We all have voices playing in our heads. Some are encouraging words offered by friends or are simply good advice offered by teachers, mentors, or parents.

Mom: "Don't stick your tongue on the flagpole."

(You often confirm the goodness of advice by ignoring it.)

My favorite voices are the ones that speak to me from books and blogs. As I read, I imagine the person's voice speaking the words, and if they say something particularly interesting or challenging it's their voice that I hear repeating the words in my head.

If you don't know what an author actually sounds like you can simply make up a voice you think suits them. Sometimes this works... but later when you attend their workshop and hear them speak for the first time you wonder if you're in the right room.

Most confusing are books and blogs written by multiple authors. You don't know who you're listening to unless they print subtle warnings in the margins or insert bylines at the beginning of the post. This blog has three authors: Bill Donahue, Greg Bowman, and Dave Treat. Here's how to tell us apart: if a post is particularly brilliant and intellectually stimulating, the voice you should associate with the words would be Dr. Donahue. If you find it insightful, practical, and immediately applicable to your ministry... that would be Greg. The rest of the time, it's Dave.

If you want to hear what we sound like, subscribe to the Group Life podcast starting later this week. Then when you read the blog you can associate the right voice with the words.

Best of all, when you attend the Ancient-Future Conference in September, you'll know if you're in the right room.

May 11, 2007

Head First

From Dave Treat

In the movie What about Bob? Bob Wiley (Bill Murray) is a patient of psychotherapist Leo Marvin (Richard Dreyfuss). Leo tries to help Bob overcome irrational fears… like elevators (“...baby steps get on the elevator... baby steps get on the elevator...”) and medical catastrophes (“What if I'm looking for a bathroom, I can't find one... and my bladder explodes?”) What’s so irrational about that? I have the same thought every time I go to Mexico.

At the same time, Bob tries to help Leo’s son Sigmund overcome his fear of diving, head first, into the water.

Siggy: I mean, my dad just dropped me in the water.
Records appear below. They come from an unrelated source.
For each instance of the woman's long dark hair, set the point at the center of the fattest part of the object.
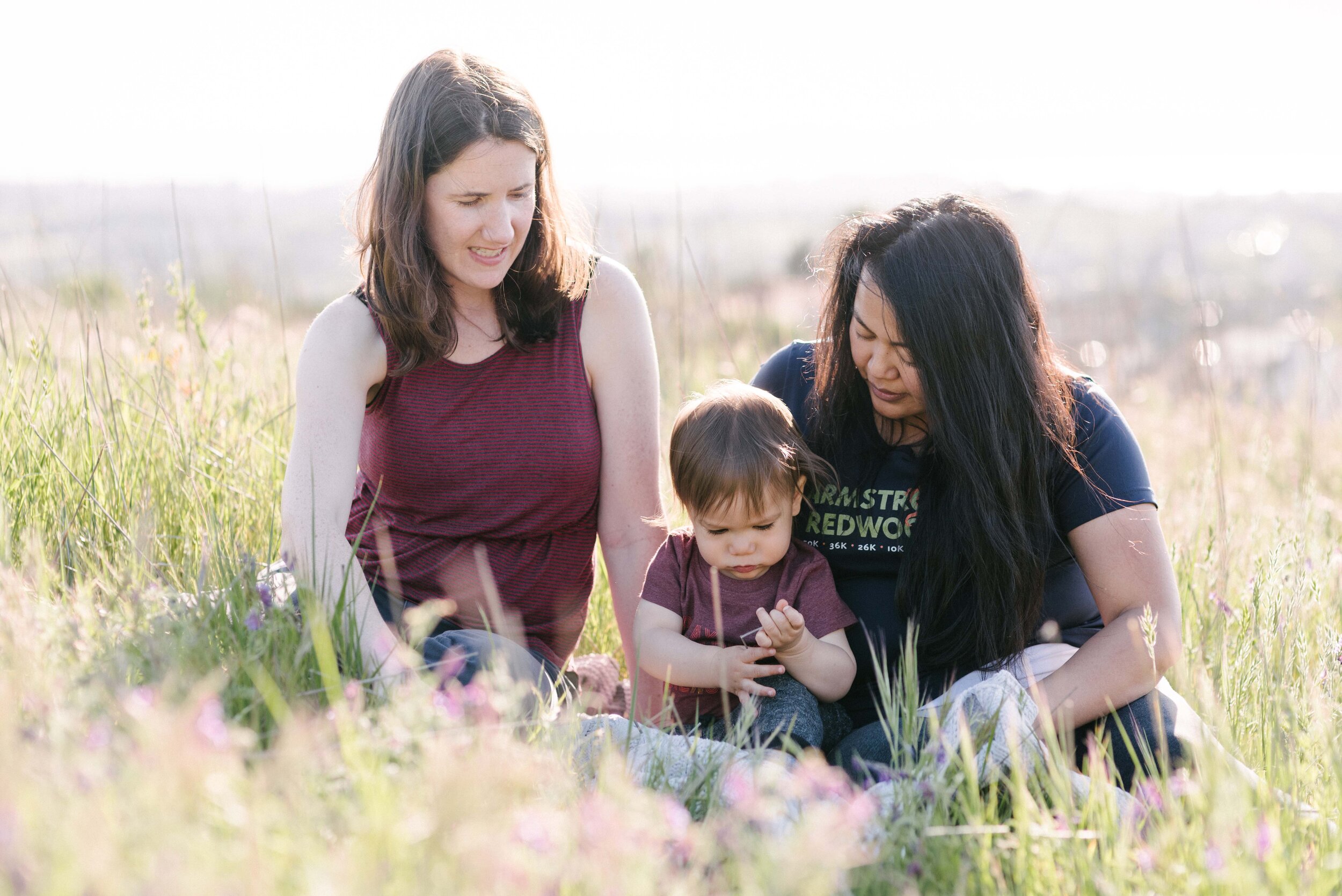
(999, 412)
(446, 104)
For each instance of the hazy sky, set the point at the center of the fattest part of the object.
(1168, 96)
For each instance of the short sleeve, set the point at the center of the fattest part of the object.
(818, 600)
(785, 376)
(663, 584)
(1109, 456)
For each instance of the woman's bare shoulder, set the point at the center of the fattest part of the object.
(614, 290)
(344, 334)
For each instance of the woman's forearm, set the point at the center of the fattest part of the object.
(1112, 670)
(626, 565)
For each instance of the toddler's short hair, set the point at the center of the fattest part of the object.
(739, 440)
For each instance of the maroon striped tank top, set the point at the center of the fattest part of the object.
(504, 453)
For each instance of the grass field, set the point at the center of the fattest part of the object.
(165, 730)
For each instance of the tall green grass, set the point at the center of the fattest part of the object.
(164, 730)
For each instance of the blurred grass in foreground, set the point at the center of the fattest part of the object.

He let me go with no warning. I mean, I nearly drowned. My whole life passed before my eyes.
Bob: You're lucky you're only 12.
Siggy: It was still grim.

Istock_000000286935xsmall I have an irrational fear of diving into the Blogosphere. My life passes before my eyes, especially the part where I flunked college English 101. Three times. That’s where I learned that all rules of grammar are logical, except where they’re arbitrary.

Like Siggy and Bob, I’ve been standing on the shore watching great bloggers do their thing, but hesitate to jump in myself. After all, I can’t match Guy Kawasaki’s sense of humor or Seth Godin’s insight. When I read Scot McKnight (The Jesus Creed) and Andrew Jones (Tall Skinny Kiwi) I feel unworthy of swimming in the same ocean. But, God gave me a passion for small groups and community life and I just have to blog about it. He gave me an unprecedented opportunity to learn from and work with the best... Russ Robinson, Bill Donahue and Greg Bowman. He also helped me overcome my fear of writing when He created spell check.

1… 2… 3… Jump.

Comments? Dive in head first. Even if your name is Bob.